LINC complexes comprise SUN (Sad1 and UNC-84) and KASH (Klarischt, ANC-1 and SYNE homology) domain-containing nesprin (nuclear envelope spectrin-repeat) proteins. SUN proteins bind to nucleoskeletal lamin proteins within the nucleus and span the inner nuclear membrane (INM) to interact with the KASH domain of nesprins in the perinuclear space (PNS or lumen). Nesprins span the outer nuclear membrane (ONM) and interact with the cytoskeleton. Several different LINC complexes form within the PNS consisting of SUN1-3 and nesprins 1-4 and appear to be dynamic in cells. We want to address the observed dynamic nature of these complexes by examining if inherent differences in thermodynamic and kinetic stabilities regulate complex assembly.
2) How does mechanical force affect LINC complex assembly and structure?

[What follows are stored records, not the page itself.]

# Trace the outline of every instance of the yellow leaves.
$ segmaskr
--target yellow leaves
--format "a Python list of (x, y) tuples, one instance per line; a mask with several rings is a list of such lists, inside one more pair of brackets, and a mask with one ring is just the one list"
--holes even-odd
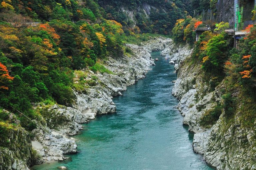
[(46, 45), (47, 47), (49, 48), (52, 48), (53, 46), (52, 44), (50, 42), (50, 40), (47, 39), (44, 39), (43, 43)]
[[(8, 0), (7, 1), (9, 2), (10, 1)], [(1, 2), (1, 7), (2, 8), (5, 8), (6, 9), (10, 9), (12, 10), (14, 9), (14, 8), (13, 8), (13, 7), (5, 1), (3, 1)]]
[(11, 41), (17, 41), (19, 40), (19, 38), (16, 35), (14, 34), (5, 35), (3, 37), (3, 38), (6, 40), (10, 40)]
[(83, 41), (84, 44), (90, 48), (93, 47), (93, 43), (90, 41), (87, 38), (85, 38)]
[(176, 23), (175, 24), (176, 25), (178, 25), (178, 24), (180, 24), (182, 23), (185, 20), (184, 19), (180, 19), (176, 21)]
[(206, 57), (204, 57), (204, 58), (203, 58), (203, 61), (202, 61), (202, 62), (203, 63), (204, 63), (206, 61), (209, 60), (209, 57), (208, 56), (206, 56)]
[(242, 57), (242, 58), (243, 59), (249, 59), (250, 58), (250, 57), (251, 57), (251, 56), (252, 56), (251, 55), (243, 55), (243, 57)]
[[(80, 10), (77, 10), (76, 12), (78, 14), (78, 15), (79, 15), (80, 17), (81, 17), (83, 16), (83, 15), (84, 14), (83, 13), (83, 11), (81, 11)], [(81, 28), (81, 27), (80, 27)], [(80, 29), (81, 29), (81, 28)]]
[(103, 43), (106, 42), (106, 40), (105, 39), (105, 37), (100, 33), (97, 32), (95, 33), (95, 34), (96, 34), (96, 35), (100, 41), (101, 46), (102, 47)]

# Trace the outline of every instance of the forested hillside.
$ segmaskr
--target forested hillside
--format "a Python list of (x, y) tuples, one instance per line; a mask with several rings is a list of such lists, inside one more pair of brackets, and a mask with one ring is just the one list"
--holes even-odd
[[(194, 106), (193, 112), (200, 113), (196, 119), (199, 128), (204, 132), (218, 125), (220, 130), (216, 131), (222, 134), (231, 131), (229, 129), (231, 128), (241, 127), (246, 129), (242, 134), (243, 140), (240, 142), (241, 147), (245, 148), (244, 153), (249, 147), (254, 149), (256, 145), (256, 135), (253, 132), (256, 122), (256, 28), (253, 25), (245, 28), (242, 31), (246, 33), (240, 37), (238, 47), (234, 48), (233, 38), (230, 36), (235, 34), (229, 35), (225, 31), (232, 28), (231, 23), (216, 22), (217, 2), (0, 0), (0, 168), (5, 167), (5, 161), (14, 164), (13, 157), (25, 158), (26, 166), (38, 163), (36, 162), (38, 155), (31, 150), (30, 140), (34, 135), (32, 131), (38, 125), (53, 128), (55, 124), (63, 120), (56, 117), (51, 119), (54, 116), (49, 111), (50, 109), (43, 112), (42, 106), (56, 104), (56, 108), (59, 107), (61, 110), (63, 106), (72, 106), (77, 96), (75, 94), (87, 93), (84, 91), (85, 89), (102, 84), (97, 76), (92, 75), (93, 73), (101, 76), (104, 73), (115, 75), (114, 71), (106, 66), (109, 63), (107, 58), (120, 59), (124, 54), (129, 57), (134, 54), (125, 43), (139, 45), (142, 41), (159, 35), (172, 38), (172, 40), (168, 41), (174, 42), (175, 45), (172, 46), (173, 49), (169, 51), (168, 55), (172, 54), (171, 51), (176, 49), (176, 46), (193, 48), (191, 57), (179, 63), (192, 70), (196, 69), (194, 76), (198, 77), (192, 81), (194, 84), (190, 86), (196, 89), (196, 82), (201, 81), (198, 84), (206, 87), (194, 94), (193, 102), (203, 100), (204, 96), (214, 92), (217, 92), (215, 95), (219, 95), (217, 100), (211, 98), (210, 103), (213, 104), (209, 109), (198, 105), (195, 108), (196, 103), (194, 106), (191, 104), (188, 107), (190, 109)], [(224, 7), (228, 9), (226, 18), (231, 16), (233, 18), (233, 10)], [(208, 9), (211, 10), (214, 20), (203, 22), (201, 13)], [(252, 17), (254, 14), (252, 21), (255, 20), (255, 11), (252, 11)], [(200, 27), (205, 28), (206, 31), (200, 35), (198, 41), (195, 42), (195, 30)], [(157, 40), (157, 43), (162, 41)], [(165, 42), (169, 43), (168, 41)], [(161, 49), (165, 47), (164, 44), (161, 44)], [(141, 49), (138, 46), (134, 48), (139, 49), (138, 53)], [(153, 62), (148, 54), (152, 63)], [(129, 73), (137, 79), (134, 70), (132, 71)], [(91, 74), (87, 78), (88, 74)], [(144, 75), (145, 73), (142, 74)], [(197, 77), (201, 79), (200, 81)], [(120, 84), (124, 84), (120, 79), (118, 79)], [(190, 86), (184, 85), (183, 88), (185, 87), (187, 88), (185, 91), (188, 91)], [(126, 86), (122, 87), (126, 89)], [(120, 89), (116, 89), (113, 94), (121, 94)], [(97, 93), (100, 93), (99, 91), (102, 89), (97, 89)], [(109, 102), (111, 105), (114, 104), (112, 102)], [(87, 122), (83, 123), (85, 122)], [(75, 124), (77, 125), (77, 123)], [(237, 129), (232, 130), (235, 133)], [(216, 139), (215, 134), (210, 139), (218, 141), (212, 142), (212, 146), (218, 141), (225, 140), (223, 136)], [(235, 139), (240, 137), (232, 135)], [(14, 137), (10, 139), (10, 136)], [(249, 140), (250, 143), (247, 142)], [(229, 144), (232, 142), (225, 142), (229, 155), (233, 151), (229, 150)], [(223, 148), (224, 144), (220, 144), (218, 147)], [(236, 145), (230, 148), (237, 149)], [(207, 151), (212, 151), (214, 154), (218, 153), (210, 149)], [(254, 154), (254, 150), (251, 150)], [(241, 156), (241, 152), (237, 151), (231, 155)], [(241, 157), (237, 159), (241, 160)], [(246, 159), (244, 162), (247, 161)], [(252, 158), (250, 161), (252, 164), (255, 162)]]
[(192, 14), (190, 0), (99, 1), (105, 16), (121, 23), (126, 33), (167, 35), (177, 20)]

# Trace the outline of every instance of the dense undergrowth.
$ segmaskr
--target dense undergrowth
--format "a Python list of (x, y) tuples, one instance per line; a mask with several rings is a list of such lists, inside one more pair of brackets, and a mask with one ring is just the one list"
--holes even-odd
[(70, 105), (72, 89), (82, 91), (100, 83), (86, 80), (79, 70), (113, 74), (102, 62), (107, 57), (132, 54), (124, 43), (159, 36), (125, 33), (92, 0), (1, 0), (0, 4), (0, 107), (15, 113), (28, 130), (34, 124), (19, 112), (40, 120), (35, 103)]
[(210, 91), (202, 94), (205, 95), (217, 88), (222, 94), (222, 101), (205, 111), (200, 124), (210, 127), (224, 113), (223, 119), (228, 122), (234, 122), (238, 115), (243, 127), (252, 128), (256, 120), (256, 27), (250, 25), (246, 28), (248, 34), (240, 40), (236, 49), (233, 48), (233, 38), (221, 32), (228, 25), (224, 22), (218, 24), (215, 29), (218, 31), (204, 32), (195, 42), (194, 30), (207, 24), (209, 25), (188, 16), (177, 20), (172, 30), (176, 43), (189, 43), (194, 47), (190, 64), (200, 66), (203, 83), (209, 87)]

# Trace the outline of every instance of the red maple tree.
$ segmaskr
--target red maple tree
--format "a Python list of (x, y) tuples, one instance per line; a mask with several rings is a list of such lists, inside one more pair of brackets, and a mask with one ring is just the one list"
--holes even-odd
[(13, 78), (9, 75), (6, 67), (0, 62), (0, 90), (8, 90), (7, 84)]

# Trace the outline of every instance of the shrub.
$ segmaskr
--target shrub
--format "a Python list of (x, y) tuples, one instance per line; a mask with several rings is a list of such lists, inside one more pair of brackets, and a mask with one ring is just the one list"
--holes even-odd
[(95, 73), (99, 71), (101, 74), (103, 74), (104, 73), (110, 74), (113, 74), (112, 71), (107, 69), (103, 65), (99, 63), (96, 63), (94, 64), (94, 65), (90, 67), (90, 68)]
[(229, 93), (222, 96), (224, 100), (223, 107), (225, 113), (228, 116), (234, 113), (235, 109), (235, 102), (236, 99), (232, 97), (231, 93)]
[(94, 80), (87, 80), (86, 81), (86, 83), (92, 87), (95, 86), (97, 84), (96, 81)]
[(69, 105), (73, 103), (75, 96), (71, 87), (61, 83), (56, 83), (55, 86), (52, 96), (58, 104)]
[(215, 124), (222, 113), (223, 108), (221, 104), (218, 104), (214, 108), (206, 111), (201, 118), (200, 125), (209, 128)]

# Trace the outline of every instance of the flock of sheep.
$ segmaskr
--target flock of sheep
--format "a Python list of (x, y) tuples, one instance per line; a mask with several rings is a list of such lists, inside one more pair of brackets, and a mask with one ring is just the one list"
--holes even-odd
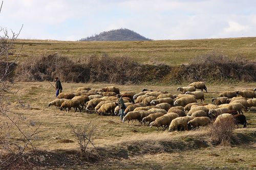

LINC complexes are proposed to withstand and transmit large mechanical loads over the nuclear envelope. However, nothing is known about which regions of LINC complex proteins are important for force transduction. For example, SUN proteins contain a long coiled-coil region important for trimerization in vitro and function in vivo (Sosa et al., Cell 2012). Sosa et al. propose that this region may serve to maintain the observed regular spacing between the ONM and INM that is lost upon SUN protein depletion (Crisp et al., J Cell Biol 2006). Does this triple helical arrangement impart unique mechanical properties to SUN proteins and LINC complexes in general? Under what loads do LINC complex proteins unfold and which parts unfold first? To address these questions, we are determining the forces at which mechanical unfolding occurs, the pathway of unfolding, the contribution of the coiled-coil region and oligomerization to unfolding, and how LINC complexes rupture using single-molecule force spectroscopy.